Der Reaktor des Block 4 des Kernkraftwerks Zaporozhye (ZNPP) wird nach einem Wasserleck in den Kaltabschaltmodus versetzt, es bestehe jedoch keine Gefahr für die Umwelt, teilte die Internationale Atomenergiebehörde (IAEA) am Donnerstag mit.
„Das ZNPP wird Block 4 in den Kaltabschaltzustand versetzen, um die genaue Ursache des festgestellten Wasserlecks zu ermitteln“, heißt es in einer Erklärung der Organisation. „Es gab keine radiologische Freisetzung in die Umwelt.“
Gleichzeitig wird das ZNPP Block 6 auf Heißabschaltung umstellen, um den Dampf zu erzeugen, den die Anlage benötigt.

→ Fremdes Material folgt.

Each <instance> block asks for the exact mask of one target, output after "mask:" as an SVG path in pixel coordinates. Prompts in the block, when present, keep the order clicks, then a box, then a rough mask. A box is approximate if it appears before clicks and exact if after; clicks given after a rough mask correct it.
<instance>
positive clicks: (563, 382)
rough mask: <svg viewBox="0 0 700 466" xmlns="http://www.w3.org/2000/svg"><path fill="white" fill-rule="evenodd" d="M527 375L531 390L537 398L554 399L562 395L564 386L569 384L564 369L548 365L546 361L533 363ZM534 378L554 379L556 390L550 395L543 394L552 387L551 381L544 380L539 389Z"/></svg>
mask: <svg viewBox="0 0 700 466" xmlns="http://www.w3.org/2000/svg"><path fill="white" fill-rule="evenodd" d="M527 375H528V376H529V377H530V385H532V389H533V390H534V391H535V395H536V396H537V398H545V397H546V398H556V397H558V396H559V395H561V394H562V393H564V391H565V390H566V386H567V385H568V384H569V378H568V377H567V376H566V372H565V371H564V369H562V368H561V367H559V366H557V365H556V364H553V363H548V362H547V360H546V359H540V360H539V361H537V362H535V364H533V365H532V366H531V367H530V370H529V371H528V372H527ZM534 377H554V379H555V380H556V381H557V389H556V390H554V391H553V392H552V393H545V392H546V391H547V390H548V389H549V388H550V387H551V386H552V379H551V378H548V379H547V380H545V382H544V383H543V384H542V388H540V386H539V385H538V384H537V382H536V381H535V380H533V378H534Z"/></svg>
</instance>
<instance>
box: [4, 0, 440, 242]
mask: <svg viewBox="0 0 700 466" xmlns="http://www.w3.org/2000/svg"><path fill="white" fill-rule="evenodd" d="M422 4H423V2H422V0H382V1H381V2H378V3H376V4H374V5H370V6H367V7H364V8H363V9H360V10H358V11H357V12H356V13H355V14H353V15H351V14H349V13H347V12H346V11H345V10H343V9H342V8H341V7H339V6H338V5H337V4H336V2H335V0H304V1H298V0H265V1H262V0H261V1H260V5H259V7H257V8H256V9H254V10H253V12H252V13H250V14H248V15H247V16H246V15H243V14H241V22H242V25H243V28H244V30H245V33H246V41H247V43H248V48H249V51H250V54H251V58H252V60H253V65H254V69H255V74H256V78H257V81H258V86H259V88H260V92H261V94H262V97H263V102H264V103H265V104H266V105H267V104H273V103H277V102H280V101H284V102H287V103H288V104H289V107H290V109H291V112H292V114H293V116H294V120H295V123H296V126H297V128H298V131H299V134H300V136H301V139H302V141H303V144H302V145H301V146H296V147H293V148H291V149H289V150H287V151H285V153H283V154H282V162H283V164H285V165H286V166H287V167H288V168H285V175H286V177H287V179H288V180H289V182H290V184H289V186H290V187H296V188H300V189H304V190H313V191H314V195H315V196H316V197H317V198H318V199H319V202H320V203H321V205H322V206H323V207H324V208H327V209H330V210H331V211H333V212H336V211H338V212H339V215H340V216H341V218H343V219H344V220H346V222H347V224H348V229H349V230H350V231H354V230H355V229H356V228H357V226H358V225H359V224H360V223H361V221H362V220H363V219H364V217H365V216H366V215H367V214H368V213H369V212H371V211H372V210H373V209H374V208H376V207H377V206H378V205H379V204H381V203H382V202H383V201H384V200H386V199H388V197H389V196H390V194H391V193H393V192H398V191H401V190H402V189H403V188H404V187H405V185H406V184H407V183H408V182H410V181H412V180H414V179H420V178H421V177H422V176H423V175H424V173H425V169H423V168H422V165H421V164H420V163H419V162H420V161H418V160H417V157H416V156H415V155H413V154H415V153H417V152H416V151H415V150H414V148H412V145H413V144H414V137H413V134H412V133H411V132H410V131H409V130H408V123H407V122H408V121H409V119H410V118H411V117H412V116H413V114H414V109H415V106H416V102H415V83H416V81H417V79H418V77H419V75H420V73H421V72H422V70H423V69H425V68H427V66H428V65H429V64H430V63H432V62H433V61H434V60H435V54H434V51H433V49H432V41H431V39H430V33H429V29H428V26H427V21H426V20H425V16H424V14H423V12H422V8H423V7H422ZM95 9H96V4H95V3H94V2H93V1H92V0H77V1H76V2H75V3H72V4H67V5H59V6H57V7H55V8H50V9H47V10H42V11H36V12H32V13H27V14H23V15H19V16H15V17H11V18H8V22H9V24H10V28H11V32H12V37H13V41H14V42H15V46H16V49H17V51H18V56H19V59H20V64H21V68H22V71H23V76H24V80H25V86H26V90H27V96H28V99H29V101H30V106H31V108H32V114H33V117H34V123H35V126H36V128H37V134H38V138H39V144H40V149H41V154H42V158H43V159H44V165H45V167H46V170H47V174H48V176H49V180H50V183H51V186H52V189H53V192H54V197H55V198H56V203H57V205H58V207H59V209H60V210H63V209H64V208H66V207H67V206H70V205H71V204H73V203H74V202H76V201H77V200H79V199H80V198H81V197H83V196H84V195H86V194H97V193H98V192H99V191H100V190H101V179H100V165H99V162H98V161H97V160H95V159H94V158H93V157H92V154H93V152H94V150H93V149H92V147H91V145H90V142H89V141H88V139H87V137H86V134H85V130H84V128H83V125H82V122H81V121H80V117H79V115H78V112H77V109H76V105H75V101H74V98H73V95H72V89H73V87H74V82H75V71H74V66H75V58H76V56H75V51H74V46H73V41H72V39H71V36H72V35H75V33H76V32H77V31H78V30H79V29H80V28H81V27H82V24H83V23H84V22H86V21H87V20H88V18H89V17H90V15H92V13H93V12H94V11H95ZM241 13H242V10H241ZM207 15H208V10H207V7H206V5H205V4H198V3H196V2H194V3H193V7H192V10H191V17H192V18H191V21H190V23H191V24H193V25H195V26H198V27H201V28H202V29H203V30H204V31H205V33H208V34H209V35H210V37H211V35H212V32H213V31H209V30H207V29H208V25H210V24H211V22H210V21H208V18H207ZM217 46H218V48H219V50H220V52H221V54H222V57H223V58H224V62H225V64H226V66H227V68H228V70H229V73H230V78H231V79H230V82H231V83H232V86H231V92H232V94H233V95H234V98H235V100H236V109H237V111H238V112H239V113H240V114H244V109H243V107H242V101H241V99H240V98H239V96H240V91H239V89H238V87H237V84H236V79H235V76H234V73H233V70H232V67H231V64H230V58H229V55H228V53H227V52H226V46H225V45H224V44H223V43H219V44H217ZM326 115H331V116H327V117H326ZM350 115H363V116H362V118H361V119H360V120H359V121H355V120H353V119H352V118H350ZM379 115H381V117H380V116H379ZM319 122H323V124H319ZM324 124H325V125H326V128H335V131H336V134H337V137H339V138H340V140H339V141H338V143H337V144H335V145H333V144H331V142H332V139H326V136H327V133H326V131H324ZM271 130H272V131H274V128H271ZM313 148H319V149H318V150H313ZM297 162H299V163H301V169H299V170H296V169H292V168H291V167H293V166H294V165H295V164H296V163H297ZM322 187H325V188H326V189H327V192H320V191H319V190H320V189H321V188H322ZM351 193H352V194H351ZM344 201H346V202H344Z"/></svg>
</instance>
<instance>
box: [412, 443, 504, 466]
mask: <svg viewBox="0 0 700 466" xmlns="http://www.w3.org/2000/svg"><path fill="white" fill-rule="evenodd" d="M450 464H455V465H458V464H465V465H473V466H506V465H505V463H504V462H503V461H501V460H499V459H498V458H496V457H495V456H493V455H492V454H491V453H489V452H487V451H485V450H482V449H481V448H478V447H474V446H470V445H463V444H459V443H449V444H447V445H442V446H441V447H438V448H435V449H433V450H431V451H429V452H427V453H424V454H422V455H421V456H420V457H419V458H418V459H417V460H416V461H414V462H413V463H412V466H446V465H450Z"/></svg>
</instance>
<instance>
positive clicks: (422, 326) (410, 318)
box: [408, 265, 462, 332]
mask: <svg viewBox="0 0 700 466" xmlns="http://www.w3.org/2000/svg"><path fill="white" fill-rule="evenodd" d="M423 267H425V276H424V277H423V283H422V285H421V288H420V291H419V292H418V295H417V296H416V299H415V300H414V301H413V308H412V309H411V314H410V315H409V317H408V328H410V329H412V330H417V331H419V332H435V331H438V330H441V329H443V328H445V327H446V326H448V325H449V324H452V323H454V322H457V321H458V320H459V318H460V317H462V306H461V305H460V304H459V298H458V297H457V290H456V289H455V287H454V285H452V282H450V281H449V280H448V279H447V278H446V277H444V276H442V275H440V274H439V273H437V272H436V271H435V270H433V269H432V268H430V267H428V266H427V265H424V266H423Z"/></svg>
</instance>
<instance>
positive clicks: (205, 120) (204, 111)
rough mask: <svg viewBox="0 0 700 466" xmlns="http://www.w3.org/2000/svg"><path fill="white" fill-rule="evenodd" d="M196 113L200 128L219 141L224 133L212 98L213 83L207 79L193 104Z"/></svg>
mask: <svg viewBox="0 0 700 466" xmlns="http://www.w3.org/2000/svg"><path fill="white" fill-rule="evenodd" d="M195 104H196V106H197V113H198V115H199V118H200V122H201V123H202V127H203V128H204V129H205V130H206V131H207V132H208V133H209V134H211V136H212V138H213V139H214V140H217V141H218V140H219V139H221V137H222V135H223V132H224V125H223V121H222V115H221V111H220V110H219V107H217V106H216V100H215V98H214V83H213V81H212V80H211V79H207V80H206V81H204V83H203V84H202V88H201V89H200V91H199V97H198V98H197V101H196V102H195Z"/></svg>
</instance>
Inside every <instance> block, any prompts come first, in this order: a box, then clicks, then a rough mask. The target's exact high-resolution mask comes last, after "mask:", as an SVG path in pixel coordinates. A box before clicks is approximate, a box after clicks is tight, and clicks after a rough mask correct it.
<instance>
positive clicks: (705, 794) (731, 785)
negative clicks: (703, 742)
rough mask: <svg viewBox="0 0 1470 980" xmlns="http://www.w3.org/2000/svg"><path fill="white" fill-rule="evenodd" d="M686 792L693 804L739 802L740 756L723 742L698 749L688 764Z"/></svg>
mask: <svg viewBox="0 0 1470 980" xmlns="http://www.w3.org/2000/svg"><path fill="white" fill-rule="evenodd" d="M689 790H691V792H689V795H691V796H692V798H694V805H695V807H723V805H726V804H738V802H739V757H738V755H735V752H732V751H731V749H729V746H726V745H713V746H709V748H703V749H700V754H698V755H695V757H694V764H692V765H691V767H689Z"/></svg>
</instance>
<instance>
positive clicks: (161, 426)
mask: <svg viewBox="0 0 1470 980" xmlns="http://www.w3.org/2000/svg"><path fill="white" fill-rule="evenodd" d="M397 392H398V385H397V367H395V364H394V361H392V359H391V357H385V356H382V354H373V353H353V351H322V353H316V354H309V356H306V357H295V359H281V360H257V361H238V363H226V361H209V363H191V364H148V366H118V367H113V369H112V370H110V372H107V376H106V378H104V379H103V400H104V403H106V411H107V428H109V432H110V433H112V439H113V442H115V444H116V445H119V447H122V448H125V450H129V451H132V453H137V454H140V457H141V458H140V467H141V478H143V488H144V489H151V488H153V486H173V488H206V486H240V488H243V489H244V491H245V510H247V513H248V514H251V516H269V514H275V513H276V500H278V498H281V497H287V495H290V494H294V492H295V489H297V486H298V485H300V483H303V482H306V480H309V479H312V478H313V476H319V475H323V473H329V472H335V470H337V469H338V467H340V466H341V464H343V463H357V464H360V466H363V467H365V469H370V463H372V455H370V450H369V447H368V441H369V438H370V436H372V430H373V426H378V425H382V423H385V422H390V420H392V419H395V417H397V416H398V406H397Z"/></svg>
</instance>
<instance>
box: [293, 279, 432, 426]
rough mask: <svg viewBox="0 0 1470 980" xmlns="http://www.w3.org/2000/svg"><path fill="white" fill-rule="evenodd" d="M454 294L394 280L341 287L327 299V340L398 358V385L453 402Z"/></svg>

Zuvor hatte das Kernkraftwerk auf seinem Telegram-Kanal mitgeteilt, dass in den Rohrleitungen eines Dampferzeugers in Block 4 ein Leck entdeckt worden sei. Es wurde beschlossen, den Reaktor auf Kaltabschaltung zu versetzen, um sicherzustellen, dass alle Systeme zuverlässig funktionieren im Vorfeld der bevorstehenden kalten Jahreszeit und um die Ausrüstung in gutem Zustand zu halten.
Eine Kaltabschaltung bedeutet, dass ein Reaktor keine messbare Menge Strom oder Wärme erzeugt. Ein Reaktor im Hot-Shutdown-Modus erzeugt weiterhin Wärme, aber keinen Strom.